Are We Becoming Blue-Collared Workers?

Are coders the next blue-collared job? This is the hypothesis Clive Thompson puts forward in his thought-provoking Wired piece The Next Big Blue-Collar Job Is Coding. A knee-jerk reaction from IT professionals (read their comments) is to deny any possibility of that happening due to the years of training needed to get to their level. I certainly shared that first impression, partly because the term ‘blue-collared’ has negative connotations of being decidedly middle-class. I started thinking about this a bit more deeply when Clive wrote:

‘In Kentucky, mining veteran Rusty Justice decided that code could replace coal. He cofounded Bit Source, a code shop that builds its workforce by retraining coal miners as programmers. Enthusiasm is sky high: Justice got 950 applications for his first 11 positions. Miners, it turns out, are accustomed to deep focus, team play, and working with complex engineering tech. “Coal miners are really technology workers who get dirty,” Justice says.’

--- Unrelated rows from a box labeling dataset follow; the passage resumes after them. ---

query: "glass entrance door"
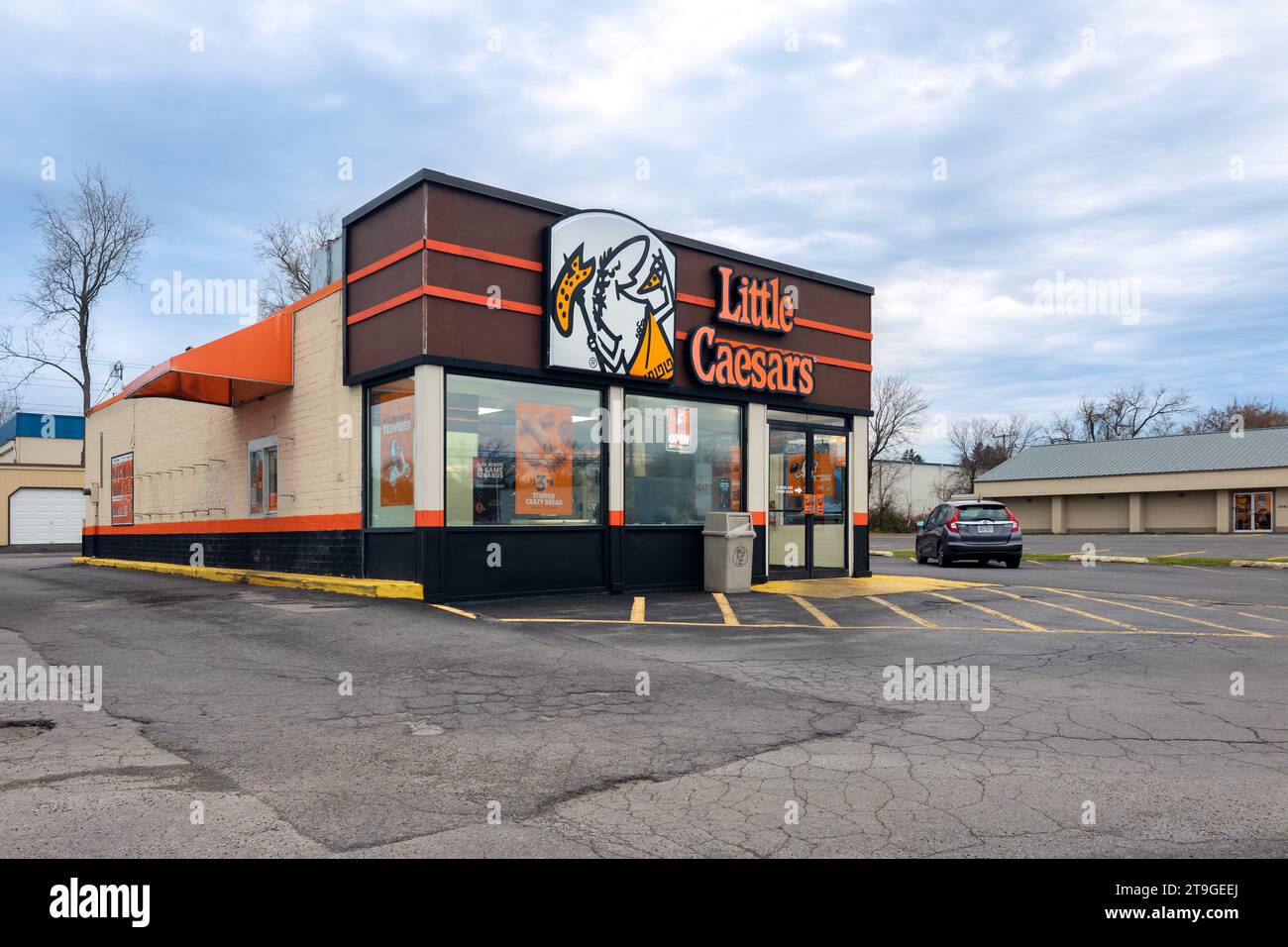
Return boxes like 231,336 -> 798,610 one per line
1234,491 -> 1274,532
767,424 -> 849,579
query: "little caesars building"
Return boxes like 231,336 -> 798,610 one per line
84,171 -> 872,600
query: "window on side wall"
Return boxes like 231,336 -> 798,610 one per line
447,373 -> 605,526
623,394 -> 743,526
246,434 -> 277,517
368,377 -> 416,528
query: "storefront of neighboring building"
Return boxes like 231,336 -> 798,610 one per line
0,412 -> 85,546
85,171 -> 872,599
975,428 -> 1288,533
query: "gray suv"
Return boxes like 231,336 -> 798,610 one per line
917,500 -> 1024,570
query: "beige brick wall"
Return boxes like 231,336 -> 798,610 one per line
85,292 -> 362,526
1064,493 -> 1128,532
996,496 -> 1051,532
1143,489 -> 1216,532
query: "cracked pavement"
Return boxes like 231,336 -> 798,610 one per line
0,554 -> 1288,857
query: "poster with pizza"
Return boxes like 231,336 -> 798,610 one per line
112,453 -> 134,526
514,401 -> 574,517
376,391 -> 416,506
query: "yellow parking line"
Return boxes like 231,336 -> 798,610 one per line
496,618 -> 1288,639
430,601 -> 478,618
787,595 -> 836,627
711,591 -> 738,625
867,595 -> 939,627
993,588 -> 1138,631
1235,612 -> 1288,625
930,591 -> 1046,631
1024,588 -> 1261,635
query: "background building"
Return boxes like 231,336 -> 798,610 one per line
868,460 -> 962,524
975,428 -> 1288,533
0,412 -> 85,546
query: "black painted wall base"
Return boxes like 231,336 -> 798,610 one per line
851,526 -> 872,579
81,530 -> 362,578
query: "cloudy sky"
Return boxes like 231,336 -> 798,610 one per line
0,0 -> 1288,459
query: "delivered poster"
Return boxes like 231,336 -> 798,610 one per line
112,453 -> 134,526
376,391 -> 415,506
514,401 -> 574,517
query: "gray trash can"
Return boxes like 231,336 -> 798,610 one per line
702,513 -> 756,591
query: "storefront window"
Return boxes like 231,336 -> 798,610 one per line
447,374 -> 602,526
623,394 -> 743,526
112,451 -> 134,526
246,437 -> 277,517
368,377 -> 416,528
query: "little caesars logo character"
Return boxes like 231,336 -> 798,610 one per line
546,210 -> 675,381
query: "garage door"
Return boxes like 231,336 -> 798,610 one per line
9,487 -> 85,545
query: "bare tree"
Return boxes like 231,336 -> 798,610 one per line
255,210 -> 340,314
0,391 -> 22,424
0,164 -> 152,412
868,374 -> 930,478
1047,385 -> 1193,442
1181,395 -> 1288,434
941,414 -> 1042,493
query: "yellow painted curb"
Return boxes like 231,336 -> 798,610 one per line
751,576 -> 996,598
72,556 -> 424,600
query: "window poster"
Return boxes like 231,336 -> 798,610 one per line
472,458 -> 505,523
514,401 -> 574,517
112,453 -> 134,526
666,404 -> 693,454
378,391 -> 415,515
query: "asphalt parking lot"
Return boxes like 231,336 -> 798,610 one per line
0,556 -> 1288,857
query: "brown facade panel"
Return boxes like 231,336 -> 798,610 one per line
345,170 -> 872,411
426,299 -> 541,368
345,252 -> 424,316
348,299 -> 425,374
428,184 -> 559,262
345,185 -> 425,273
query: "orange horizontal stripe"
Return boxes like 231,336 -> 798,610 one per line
675,292 -> 716,309
416,510 -> 447,526
348,240 -> 425,283
675,329 -> 872,371
675,292 -> 872,340
348,288 -> 422,326
814,356 -> 872,371
85,513 -> 362,536
348,286 -> 544,326
425,240 -> 544,273
420,286 -> 544,316
796,318 -> 872,342
85,279 -> 340,416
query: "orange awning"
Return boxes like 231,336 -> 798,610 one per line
121,310 -> 295,407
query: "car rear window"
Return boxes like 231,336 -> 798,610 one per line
957,506 -> 1010,523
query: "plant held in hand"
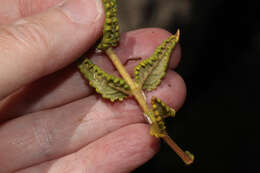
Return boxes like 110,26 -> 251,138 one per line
78,0 -> 194,164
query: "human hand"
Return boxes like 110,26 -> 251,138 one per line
0,0 -> 186,173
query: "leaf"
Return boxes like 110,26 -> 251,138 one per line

I associate coal miners as blue-collared workers, so is the gap between coal mining and code writing that wide? I used to think so, but barriers to entry are always getting lower. I know a few friends who have created iOS apps and SEO-friendly WordPress sites without four-year Computer Science degrees. Sure, they do not write the most ‘technically beautiful’ code or employ some best practices, but their software works! The ability to automate best practices by default will come sooner rather than later, e.g. Visual Studio’s F5 debug puts your app in a Docker container by default.

I agree with Clive’s long-term prediction that programmers are the next blue-collared job industry. We just need to look at trends such as treating servers as cattle instead of pets, and how the sharing/on-demand economy (_Uber_nisation, as one friend calls it) is disrupting many entrenched industries.

The question we must each answer is: Am I going to keep my head in the sand or am I going to elevate my skills beyond simple coding?